Description
Problem 1 [10 points]
Background : Consider the attached dataset assign1_WineData.csv, which has 12 variables:
“FixedAcidity” “VolatileAcidity” “CitricAcid” “ResidualSugar”
“Chlorides” “FreeSulphurDioxide” “TotalSulphurDioxide” “Density”
“pH” “Sulphates” “Alcohol” “Quality”
The target is to fit an optimal linear regression model to predict the “Quality” of the wine.
Task : Import the dataset, perform exploratory data analysis on the variables, and construct
the best model, in your opinion, to predict the response variable, that is, the “Quality” of the
wine, in case of the given dataset assign1_WineData.csv. Briefly comment (within the code)
on your observations and on the choices you make in the process of building the best model.
Problem 2 [10 points]
Background : Consider the attached dataset assign1_CarData.csv, which has 6 variables:
“cylinders” “displacement” “horsepower” “weight” “acceleration” “mpg”
The target is to fit an optimal linear regression model to predict fuel efficiency “mpg” of the car.
Task : Import the dataset, perform exploratory data analysis on the variables, and construct
the best model, in your opinion, to predict the response variable, that is, the “mpg” of the car,
in case of the given dataset assign1_CarData.csv. Briefly comment (within the code) on your
observations and on the choices you make in the process of building the best model.

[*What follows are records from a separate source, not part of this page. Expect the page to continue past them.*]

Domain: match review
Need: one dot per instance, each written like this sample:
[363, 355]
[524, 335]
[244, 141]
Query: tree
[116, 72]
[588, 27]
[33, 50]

This is an individual assignment. Properly acknowledge every source of information that you
refer to, including discussions with your fellow students, if any. Verbatim copy from any source
is strongly discouraged, and plagiarism will be heavily penalized. It is strongly recommended that
you write the codes completely on your own. Feel free to write the codes in Python if you want.